Pacific Island Countries and Territories (PICT) are experiencing a health crisis, with rates of non-communicable diseases (NCDs) soaring in recent decades. The major NCDs —cardiovascular disease, diabetes, cancers and chronic respiratory disease—account for more than 80 % of all deaths in the region. (WHO, 2013b)
Across the Pacific region, national governments and regional organisations have been working to combat rising rates of NCDs. A consistent message across these strategies and programmes has been the importance of a multisectoral approach to addressing the NCD crisis. For example, the Pacific NCD Roadmap noted that “relying on the health sector alone to reduce the NCD crisis is ineffectual. The social determinants of health need to be addressed” (World Bank, 2014, p. 9).

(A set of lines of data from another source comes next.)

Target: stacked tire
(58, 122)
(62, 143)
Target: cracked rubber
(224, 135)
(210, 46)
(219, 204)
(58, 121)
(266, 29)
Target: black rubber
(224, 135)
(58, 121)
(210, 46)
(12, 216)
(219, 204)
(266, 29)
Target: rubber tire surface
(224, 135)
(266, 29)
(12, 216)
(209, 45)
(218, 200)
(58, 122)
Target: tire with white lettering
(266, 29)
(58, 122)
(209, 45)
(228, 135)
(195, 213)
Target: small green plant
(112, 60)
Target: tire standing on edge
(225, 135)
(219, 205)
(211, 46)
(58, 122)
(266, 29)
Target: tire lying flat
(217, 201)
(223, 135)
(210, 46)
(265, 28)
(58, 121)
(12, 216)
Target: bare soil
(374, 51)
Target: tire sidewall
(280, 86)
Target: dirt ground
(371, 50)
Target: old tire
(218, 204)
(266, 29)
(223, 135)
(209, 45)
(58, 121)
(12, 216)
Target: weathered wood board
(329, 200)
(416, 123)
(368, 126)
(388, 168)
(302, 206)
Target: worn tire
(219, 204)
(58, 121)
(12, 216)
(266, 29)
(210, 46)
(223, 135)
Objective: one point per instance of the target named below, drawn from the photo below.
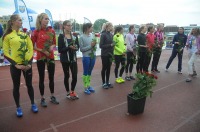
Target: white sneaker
(179, 72)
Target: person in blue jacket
(179, 42)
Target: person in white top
(131, 52)
(192, 42)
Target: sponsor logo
(22, 9)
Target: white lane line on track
(83, 117)
(185, 121)
(101, 111)
(53, 127)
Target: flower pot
(135, 106)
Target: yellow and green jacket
(12, 44)
(119, 47)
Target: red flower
(97, 35)
(74, 34)
(24, 30)
(50, 27)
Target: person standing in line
(119, 53)
(150, 37)
(193, 47)
(44, 40)
(131, 52)
(12, 43)
(106, 45)
(142, 51)
(179, 42)
(88, 49)
(67, 47)
(159, 40)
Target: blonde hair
(39, 20)
(9, 24)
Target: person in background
(119, 53)
(1, 30)
(193, 46)
(179, 42)
(159, 40)
(88, 49)
(67, 47)
(131, 52)
(106, 45)
(150, 37)
(11, 45)
(142, 51)
(44, 40)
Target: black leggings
(129, 65)
(106, 65)
(16, 75)
(156, 57)
(74, 71)
(119, 59)
(140, 67)
(41, 71)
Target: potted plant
(142, 88)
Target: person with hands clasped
(142, 50)
(179, 42)
(44, 40)
(106, 45)
(193, 47)
(18, 50)
(119, 53)
(131, 52)
(67, 47)
(88, 48)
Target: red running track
(174, 107)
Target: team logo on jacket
(22, 9)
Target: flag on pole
(20, 7)
(86, 20)
(50, 17)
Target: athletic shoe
(109, 85)
(194, 74)
(105, 86)
(157, 71)
(132, 78)
(91, 89)
(87, 91)
(179, 72)
(188, 80)
(34, 108)
(53, 100)
(43, 103)
(118, 80)
(19, 112)
(68, 96)
(122, 80)
(73, 95)
(127, 78)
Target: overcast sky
(170, 12)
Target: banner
(20, 7)
(86, 20)
(50, 17)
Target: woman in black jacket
(67, 47)
(106, 45)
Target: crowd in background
(124, 51)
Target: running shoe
(19, 112)
(53, 100)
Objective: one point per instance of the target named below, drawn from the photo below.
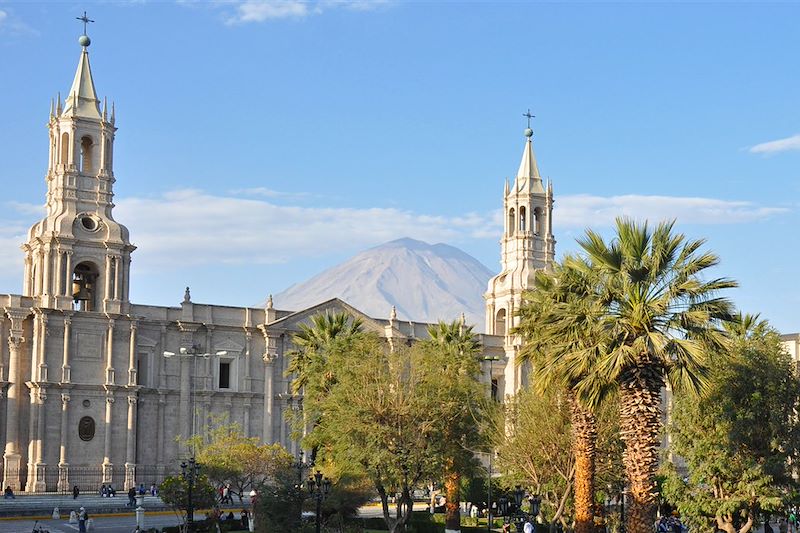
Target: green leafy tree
(662, 324)
(312, 344)
(381, 419)
(559, 321)
(740, 439)
(228, 456)
(174, 491)
(453, 351)
(534, 447)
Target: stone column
(130, 445)
(65, 368)
(108, 295)
(68, 275)
(107, 464)
(132, 378)
(11, 456)
(110, 353)
(246, 380)
(117, 277)
(59, 273)
(270, 354)
(162, 405)
(267, 435)
(46, 278)
(184, 409)
(63, 465)
(40, 466)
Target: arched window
(86, 155)
(84, 286)
(64, 148)
(537, 221)
(107, 164)
(500, 322)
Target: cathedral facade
(96, 389)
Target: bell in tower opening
(83, 286)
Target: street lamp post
(189, 473)
(319, 488)
(491, 359)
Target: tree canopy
(740, 439)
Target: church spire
(528, 178)
(82, 100)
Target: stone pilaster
(130, 446)
(107, 464)
(12, 458)
(63, 465)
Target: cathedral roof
(82, 99)
(528, 178)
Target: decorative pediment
(227, 345)
(292, 322)
(145, 342)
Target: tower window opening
(64, 148)
(224, 375)
(500, 322)
(86, 154)
(537, 221)
(84, 279)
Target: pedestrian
(83, 516)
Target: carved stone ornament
(86, 428)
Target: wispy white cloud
(586, 210)
(248, 11)
(202, 228)
(11, 24)
(265, 192)
(781, 145)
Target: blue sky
(262, 142)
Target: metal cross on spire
(528, 114)
(86, 20)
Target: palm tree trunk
(640, 426)
(452, 487)
(584, 442)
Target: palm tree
(461, 347)
(313, 341)
(662, 323)
(559, 323)
(308, 361)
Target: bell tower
(78, 256)
(527, 246)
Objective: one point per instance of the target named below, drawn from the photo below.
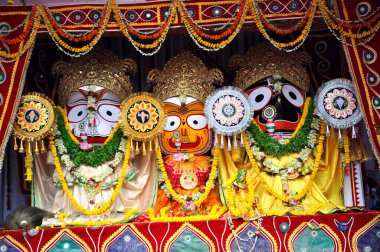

However, the various targets and objectives have proved difficult to meet. WHO (2018) has referred to “the lack of adequate global progress in combating noncommunicable diseases,” and noted the progress among WHO member states towards fulfilling the commitments made to combat NCDs was “disappointing” (WHO, 2018). Roberto et al. (2015) observed that no country has been successful so far in reversing its obesity epidemic, indicating that attempts to shift diets away from a reliance on energy-dense, nutrient-poor foods have been limited in their effectiveness.
In response to these shortcomings, this review seeks to apply a food systems approach to analysing NCD policy developments in the Pacific region. First, the meaning of a food systems approach and its significance and usefulness for analysing the complex problem of dietary change in the Pacific will be outlined. Then three domains of policy which impact upon diets in the Pacific will be examined: food production, climate change and sustainability, and trade.
By examining how these interlocking domains each contribute to the overall picture of diet in the Pacific, this review seeks to draw together research from a variety of different disciplines and sectors which are not always closely associated with public health. The intention is to bring a wider lens to the issue of food in the Pacific, which better meets the consistent demand for a multisectoral, multi-disciplinary approach in dealing with the NCD crisis.